“Plus de 16.000 nouveaux déplacés dans le Centre, les besoins humanitaires explosent en Haïti,” selon OCHA…

Jimmy 'Barbecue'' Cherizier, chef du ''G-9 an Fanmi e Alye'' lourdement arme...

NEW YORK, mercredi 9 juillet 2025 (RHINEWS) — La spirale de violence continue de ravager Haïti, provoquant un nouveau déplacement massif de population. Plus de 16.000 personnes ont été forcées de fuir leur foyer dans le département du Centre à la suite d’attaques armées, a rapporté mardi le Bureau de la coordination des affaires humanitaires des Nations Unies (OCHA).

Ces déplacés viennent s’ajouter aux quelque 1,3 million de personnes déjà contraintes de quitter leur maison en raison de la violence des gangs qui sévit dans le pays. La majorité d’entre elles ont trouvé refuge auprès de familles d’accueil, tandis que quelques centaines se sont installées dans sept sites de déplacement informels.

« Ces développements reflètent la détérioration continue de la situation sécuritaire en Haïti, ce qui aggrave les besoins humanitaires dans le pays », a déclaré le porte-parole du Secrétaire général de l’ONU, Stéphane Dujarric, lors d’un point de presse.

Près de la moitié des personnes déplacées sont des enfants. Globalement, six millions d’Haïtiens ont besoin d’une aide humanitaire en raison de l’insécurité persistante et de l’effondrement progressif des services de base. Les femmes et les filles déplacées sont particulièrement vulnérables, exposées à de graves risques, notamment des violences sexuelles et sexistes, des cas ayant été rapportés dans certains sites d’accueil.

À la frontière avec la République dominicaine, la ville de Belladère subit une pression croissante. Selon l’OCHA, les services essentiels y sont débordés. De nombreuses personnes déplacées et migrants haïtiens expulsés y cherchent refuge.

Depuis le début de l’année, plus de 121.000 Haïtiens ont été expulsés de la République dominicaine. Près de la moitié d’entre eux sont passés par Belladère, exacerbant les tensions sur les infrastructures d’accueil déjà saturées du côté haïtien.

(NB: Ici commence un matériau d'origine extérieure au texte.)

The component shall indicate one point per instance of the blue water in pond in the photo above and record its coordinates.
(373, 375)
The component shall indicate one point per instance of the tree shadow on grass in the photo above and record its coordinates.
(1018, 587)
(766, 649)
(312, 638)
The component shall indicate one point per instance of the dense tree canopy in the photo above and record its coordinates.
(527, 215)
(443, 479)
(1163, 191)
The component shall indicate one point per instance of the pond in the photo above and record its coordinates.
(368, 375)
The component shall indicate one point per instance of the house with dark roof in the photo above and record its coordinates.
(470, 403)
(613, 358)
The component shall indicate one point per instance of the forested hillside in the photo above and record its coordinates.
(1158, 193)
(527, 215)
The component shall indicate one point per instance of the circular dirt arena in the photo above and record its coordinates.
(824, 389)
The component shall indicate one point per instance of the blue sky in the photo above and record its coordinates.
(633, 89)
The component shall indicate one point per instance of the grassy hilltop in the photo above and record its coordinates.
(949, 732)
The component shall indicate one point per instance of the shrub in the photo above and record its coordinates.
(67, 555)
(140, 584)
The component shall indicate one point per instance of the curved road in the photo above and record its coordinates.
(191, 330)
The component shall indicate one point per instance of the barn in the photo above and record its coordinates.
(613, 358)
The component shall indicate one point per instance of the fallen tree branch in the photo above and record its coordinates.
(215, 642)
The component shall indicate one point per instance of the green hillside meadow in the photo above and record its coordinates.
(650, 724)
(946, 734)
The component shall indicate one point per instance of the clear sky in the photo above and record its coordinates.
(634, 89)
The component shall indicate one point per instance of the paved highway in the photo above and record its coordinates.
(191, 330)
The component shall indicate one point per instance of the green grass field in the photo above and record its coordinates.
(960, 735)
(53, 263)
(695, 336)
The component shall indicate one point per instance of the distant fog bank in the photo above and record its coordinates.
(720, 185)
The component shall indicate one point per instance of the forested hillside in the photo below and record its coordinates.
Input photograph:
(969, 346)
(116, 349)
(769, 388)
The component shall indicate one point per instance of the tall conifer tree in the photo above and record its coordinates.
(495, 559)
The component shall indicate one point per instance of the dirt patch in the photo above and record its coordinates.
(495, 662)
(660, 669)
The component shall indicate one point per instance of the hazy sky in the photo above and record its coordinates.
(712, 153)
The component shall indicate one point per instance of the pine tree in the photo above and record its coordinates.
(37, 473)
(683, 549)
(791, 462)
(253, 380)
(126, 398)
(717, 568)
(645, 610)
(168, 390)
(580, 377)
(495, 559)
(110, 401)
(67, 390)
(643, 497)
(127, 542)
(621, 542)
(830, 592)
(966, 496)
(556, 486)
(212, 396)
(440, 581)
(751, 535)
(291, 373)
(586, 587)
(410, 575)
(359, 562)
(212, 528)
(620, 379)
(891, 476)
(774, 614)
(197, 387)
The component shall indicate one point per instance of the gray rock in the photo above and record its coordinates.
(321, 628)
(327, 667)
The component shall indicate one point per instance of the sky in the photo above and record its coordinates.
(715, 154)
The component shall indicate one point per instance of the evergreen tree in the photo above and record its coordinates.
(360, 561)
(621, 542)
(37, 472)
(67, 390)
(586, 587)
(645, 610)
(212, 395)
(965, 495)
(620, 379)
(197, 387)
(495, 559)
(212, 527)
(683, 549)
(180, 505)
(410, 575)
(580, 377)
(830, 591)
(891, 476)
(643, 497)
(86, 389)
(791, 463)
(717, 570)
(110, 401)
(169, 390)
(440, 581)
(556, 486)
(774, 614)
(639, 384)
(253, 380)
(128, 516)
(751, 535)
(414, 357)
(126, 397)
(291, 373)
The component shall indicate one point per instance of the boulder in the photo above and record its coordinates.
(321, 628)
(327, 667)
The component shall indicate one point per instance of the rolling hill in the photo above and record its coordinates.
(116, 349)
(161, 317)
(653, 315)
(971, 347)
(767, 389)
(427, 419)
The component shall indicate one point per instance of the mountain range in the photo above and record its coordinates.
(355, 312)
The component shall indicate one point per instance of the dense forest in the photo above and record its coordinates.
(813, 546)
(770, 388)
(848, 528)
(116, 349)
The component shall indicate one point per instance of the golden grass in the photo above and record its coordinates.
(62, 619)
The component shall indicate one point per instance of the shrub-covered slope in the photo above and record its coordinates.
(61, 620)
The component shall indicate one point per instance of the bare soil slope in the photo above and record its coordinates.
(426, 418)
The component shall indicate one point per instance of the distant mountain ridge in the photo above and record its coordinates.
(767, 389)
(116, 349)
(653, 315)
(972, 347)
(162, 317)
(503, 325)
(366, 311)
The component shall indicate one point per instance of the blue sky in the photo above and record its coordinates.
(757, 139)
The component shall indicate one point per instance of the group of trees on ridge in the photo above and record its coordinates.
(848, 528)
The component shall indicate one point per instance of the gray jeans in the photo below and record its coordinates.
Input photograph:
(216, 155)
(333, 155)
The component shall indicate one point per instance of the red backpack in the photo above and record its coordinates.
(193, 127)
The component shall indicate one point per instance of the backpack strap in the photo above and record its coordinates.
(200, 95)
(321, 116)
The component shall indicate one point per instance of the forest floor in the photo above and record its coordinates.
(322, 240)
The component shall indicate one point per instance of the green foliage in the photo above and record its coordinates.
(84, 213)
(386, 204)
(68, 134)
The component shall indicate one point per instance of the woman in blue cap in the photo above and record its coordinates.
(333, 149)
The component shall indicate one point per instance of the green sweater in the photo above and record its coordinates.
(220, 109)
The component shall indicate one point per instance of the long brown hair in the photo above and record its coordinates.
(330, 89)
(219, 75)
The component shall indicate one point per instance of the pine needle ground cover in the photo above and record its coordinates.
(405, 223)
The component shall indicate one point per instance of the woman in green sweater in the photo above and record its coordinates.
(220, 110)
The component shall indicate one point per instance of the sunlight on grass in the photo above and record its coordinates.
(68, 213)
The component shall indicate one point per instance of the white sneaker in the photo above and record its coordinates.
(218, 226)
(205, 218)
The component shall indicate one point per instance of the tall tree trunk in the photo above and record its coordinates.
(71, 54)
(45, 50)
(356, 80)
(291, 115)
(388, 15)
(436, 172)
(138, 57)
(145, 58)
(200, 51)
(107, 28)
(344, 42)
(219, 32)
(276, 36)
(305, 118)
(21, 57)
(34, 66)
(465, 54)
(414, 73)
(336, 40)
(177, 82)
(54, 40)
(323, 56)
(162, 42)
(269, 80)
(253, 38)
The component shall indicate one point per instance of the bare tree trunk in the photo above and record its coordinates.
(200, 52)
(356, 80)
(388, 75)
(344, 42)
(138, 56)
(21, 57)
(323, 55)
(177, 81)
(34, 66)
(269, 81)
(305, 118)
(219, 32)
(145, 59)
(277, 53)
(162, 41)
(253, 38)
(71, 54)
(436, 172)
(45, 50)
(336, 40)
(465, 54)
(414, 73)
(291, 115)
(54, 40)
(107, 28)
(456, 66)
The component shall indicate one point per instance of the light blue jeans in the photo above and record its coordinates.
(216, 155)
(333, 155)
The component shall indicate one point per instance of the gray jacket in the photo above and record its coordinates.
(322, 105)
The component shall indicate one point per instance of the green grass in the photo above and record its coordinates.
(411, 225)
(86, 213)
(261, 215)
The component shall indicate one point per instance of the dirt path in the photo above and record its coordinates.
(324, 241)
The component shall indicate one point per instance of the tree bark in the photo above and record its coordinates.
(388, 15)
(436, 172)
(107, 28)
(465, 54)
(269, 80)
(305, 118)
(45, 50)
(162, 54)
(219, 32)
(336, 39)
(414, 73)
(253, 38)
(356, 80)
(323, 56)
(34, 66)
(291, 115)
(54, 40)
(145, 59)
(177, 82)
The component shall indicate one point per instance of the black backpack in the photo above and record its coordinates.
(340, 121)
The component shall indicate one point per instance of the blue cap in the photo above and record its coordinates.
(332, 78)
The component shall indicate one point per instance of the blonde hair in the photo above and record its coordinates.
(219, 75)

Une mission conjointe menée le 28 juin par l’OCHA, des agences onusiennes et des organisations partenaires a confirmé la précarité de la situation, notamment pour les familles déplacées et les enfants non accompagnés.

« Avec nos partenaires humanitaires, nous fournissons des repas chauds, une aide financière, des services de protection et des fournitures médicales », a indiqué M. Dujarric. « Mais l’ampleur des besoins continue de dépasser les ressources disponibles. »

Les priorités immédiates, selon lui, sont d’augmenter les capacités d’accueil, protéger les enfants séparés ou non accompagnés, et renforcer l’aide aux migrants expulsés et aux familles déplacées les plus vulnérables.

Cependant, le financement reste dramatiquement insuffisant. Le Plan de réponse humanitaire 2025 pour Haïti est actuellement le moins financé au monde. À ce jour, moins de 75 millions de dollars ont été reçus, soit seulement 8 % des 908 millions de dollars nécessaires.

« Le manque de fonds limite considérablement les efforts de nos partenaires pour intensifier l’aide vitale dans les zones à haut risque comme Belladère », a averti le porte-parole de l’ONU.

Malgré ces contraintes, les humanitaires poursuivent leurs actions. Entre janvier et mars, plus de 720.000 personnes ont reçu une aide alimentaire d’urgence, 25.000 ont bénéficié de kits d’abris d’urgence, et 35.000 ont reçu des articles non alimentaires essentiels. Près de 170.000 personnes ont accédé à l’eau potable et 55.000 à des installations sanitaires d’urgence, a conclu M. Dujarric.